So you're a person who appreciates things for flavor. Do you like pi? Was your pgp encryption made in an industrial sweatshop and devoid of that secret ingredient, love? Want a personalized encryption tool for totally awesome secret base activities? Well– here you go. I baked it myself.
This came mostly from a sort of joke I thought of one evening as a response to random pondering of the usual problem with simple ciphers. A simple cipher is a character changing method where one character is substituted for another and this rule is followed for all instances of that character. For example, in the Caesar Cipher, all letters are simply shifted ahead or backwards x number of spaces. Using x = 1, A becomes B, B becomes C, and so on. This obscures normal legibility but leaves a relatively transparent contour of the encoded information plainly legible for anybody with time and desire to crack it, which makes for a pretty bad encryption. Taking one step further from just shifting to substitution, we yield another step away from legibility but there's still issues of blank space, word length, single letter words like I and a, and other such simple attacks to yield legible information, further aiding reading simple ciphers without the cipher key as the shoreline of obscurity reduces.
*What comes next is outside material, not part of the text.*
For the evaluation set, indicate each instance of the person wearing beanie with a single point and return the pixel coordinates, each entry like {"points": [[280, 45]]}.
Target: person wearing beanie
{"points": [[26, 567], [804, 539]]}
One day I had done some minor experimentation with python, ciphers, and text analysis and found that such subtle flaws occur sometimes non-intuitively and that anyone who messes with ciphers can develop an odd amount of insight into sequences of any cipher they are familiar with somewhat intuitively and start to see patterns. This is especially apparent in smaller samples with linear patterns, where the topography becomes apparent.
Notoriously, such an observation was used by Polish mathematician Marian Rejewski to exploit a procedural flaw by German operators in the Enigma Code who would use repetitions in communicating indicator settings for the machines which encoded the messages.
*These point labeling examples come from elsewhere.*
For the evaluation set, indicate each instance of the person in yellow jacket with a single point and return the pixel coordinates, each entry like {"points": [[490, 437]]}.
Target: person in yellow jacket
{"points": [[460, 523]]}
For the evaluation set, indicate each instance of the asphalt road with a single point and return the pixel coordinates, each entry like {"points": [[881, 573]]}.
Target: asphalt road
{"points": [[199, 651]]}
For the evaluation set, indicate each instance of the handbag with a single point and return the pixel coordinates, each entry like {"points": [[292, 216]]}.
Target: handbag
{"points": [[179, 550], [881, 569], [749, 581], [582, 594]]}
German operators would use a six-character key composed of a three-character key repeated twice with the first encoding the second. For example, if the key was ABCABC, the first ABC would encode the second ABC to, using the Caesar cipher for example, BCD; rendering ABCBCD. This key would then be input once more to finally prime the machine to a condition ready to send the thusly encrypted message. This procedure was in theory to reduce garbles, but introduced a fatal vulnerability. Employing a mathematical theorem which dictates that two sets are conjugate if they have the same cycle structure, Rejewski noticed that the two sets of three in the six characters were conjugate in multiple phases, yielding a formula for the relationships between the 1st and 4th, 2nd and 5rd, and 4th and 6th characters.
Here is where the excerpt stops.